Mounds View is finishing a nearly $25 million project to replace and renovate 26 miles of streets and underground utilities, and the city would like the road surfaces to last.

But a cautious attempt to get public buy-in on a scheme to cut down on the number of heavy garbage trucks pounding those streets has run into trouble, after a city-sponsored telephone survey and comments solicited from citizens.

“We probably heard from more than 500 residents,” City Administrator Jim Ericson said. “And the overwhelming response was, they didn’t support a change for a variety of reasons. Some don’t want to lose their current hauler. Some don’t want to lose the ability to dump their current hauler.

“I think what will happen next is that the City Council will discontinue work on pursuing organized collection.”

Many city officials in the area share similar concerns about the effect of the trucks on their streets. But it’s typically an emotional issue, and Mounds View isn’t alone in backing off: Roseville and Fridley are recent examples, though Bloomington and St. Anthony have made the switch.

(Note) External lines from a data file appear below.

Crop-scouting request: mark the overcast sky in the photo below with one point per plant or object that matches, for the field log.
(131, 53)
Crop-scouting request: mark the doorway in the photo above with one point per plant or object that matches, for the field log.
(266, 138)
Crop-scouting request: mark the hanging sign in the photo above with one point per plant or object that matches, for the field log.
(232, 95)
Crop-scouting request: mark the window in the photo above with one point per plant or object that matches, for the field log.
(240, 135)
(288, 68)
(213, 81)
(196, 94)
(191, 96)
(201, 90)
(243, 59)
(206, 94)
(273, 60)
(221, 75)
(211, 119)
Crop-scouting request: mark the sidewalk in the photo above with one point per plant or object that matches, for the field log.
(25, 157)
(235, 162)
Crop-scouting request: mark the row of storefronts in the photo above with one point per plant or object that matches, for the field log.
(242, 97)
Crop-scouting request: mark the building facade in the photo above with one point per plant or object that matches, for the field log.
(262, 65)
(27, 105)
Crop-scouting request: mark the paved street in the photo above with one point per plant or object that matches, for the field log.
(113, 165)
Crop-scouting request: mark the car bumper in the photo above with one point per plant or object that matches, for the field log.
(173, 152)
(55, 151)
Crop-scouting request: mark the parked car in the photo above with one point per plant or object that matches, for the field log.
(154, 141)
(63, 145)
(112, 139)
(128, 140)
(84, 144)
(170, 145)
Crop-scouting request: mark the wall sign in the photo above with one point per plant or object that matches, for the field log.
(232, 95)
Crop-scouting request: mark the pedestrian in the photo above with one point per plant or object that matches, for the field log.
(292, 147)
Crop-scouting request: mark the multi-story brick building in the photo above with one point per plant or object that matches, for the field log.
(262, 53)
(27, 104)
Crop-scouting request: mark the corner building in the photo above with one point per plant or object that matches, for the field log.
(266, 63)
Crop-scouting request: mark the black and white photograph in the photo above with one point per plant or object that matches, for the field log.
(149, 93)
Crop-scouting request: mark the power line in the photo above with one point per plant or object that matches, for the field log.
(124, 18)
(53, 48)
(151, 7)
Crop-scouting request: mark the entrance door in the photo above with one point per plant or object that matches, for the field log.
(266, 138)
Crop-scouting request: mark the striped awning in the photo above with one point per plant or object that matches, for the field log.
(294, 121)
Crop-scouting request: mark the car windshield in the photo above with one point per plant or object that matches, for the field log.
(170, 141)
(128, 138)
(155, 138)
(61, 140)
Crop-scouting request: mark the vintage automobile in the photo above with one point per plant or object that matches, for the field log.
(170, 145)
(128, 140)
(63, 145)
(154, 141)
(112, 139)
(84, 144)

Some of the movement on the issue in recent years was prompted by a 2009 state study warning that a single garbage truck’s impact on streets is the equivalent of 857 to 1,429 cars or more.

David Peterson

 

Minneapolis

Revised mall renovation plans to be released

Minneapolis officials will unveil revised plans Wednesday for the proposed overhaul of Nicollet Mall in downtown.

The city was forced to go back to the drawing board on the $50 million project after a lone construction bid this December came in $24 million higher than expected.

The changes will include replacing thousands of brick-like pavers with poured concrete. Except for possible tweaks to the design of a dozen bus shelters, other primary elements of the initial design are expected to remain the same.

The project is being funded largely through state bonding dollars and assessments on nearby businesses. The construction portion of the budget is $35 million.

The presentation will begin at 7 p.m. Wednesday at Pohlad Hall in the Minneapolis Central Library. Doors will open at 6 p.m.

Eric Roper

 

FARMINGTON

Schools saw outbreak of pertussis late last year

The Farmington area saw an outbreak of pertussis that peaked at the end of 2015, according to the Minnesota Department of Health.

The Farmington school district has reported 41 cases of pertussis, or whooping cough, since September, and seen six cases since Jan. 1, according to disease prevention coordinator Christine Lees.

Across Dakota County, 133 cases were reported in 2015.

“It is important that people get vaccinated,” state epidemiologist Karen Martin said. The vaccine doesn’t completely prevent the disease but reduces risk of contracting it, she added.

Anyone who detects symptoms, Martin said, should avoid group settings, seek antibiotic treatment and wash their hands frequently.

Natalie Daher

 

EDEN PRAIRIE

City slated to pass pollinator-safe policy

Eden Prairie is slated to join a growing number of Twin Cities suburbs passing pollinator-safe policies to better protect honeybees.

The city’s parks and recreation commission reviewed and recommended a draft resolution last week, encouraging the planting of bee-friendly flowers and restricting certain pesticides such as neonicotinoids, which can be lethal to insects but not to humans and mammals.

Shorewood became the first city in Minnesota in 2014 to pass a similar policy. Several cities, including Andover, Lake Elmo, St. Louis Park and Stillwater, have approved similar commitments.

The Eden Prairie City Council is expected to take up the measure at its Feb. 16 meeting.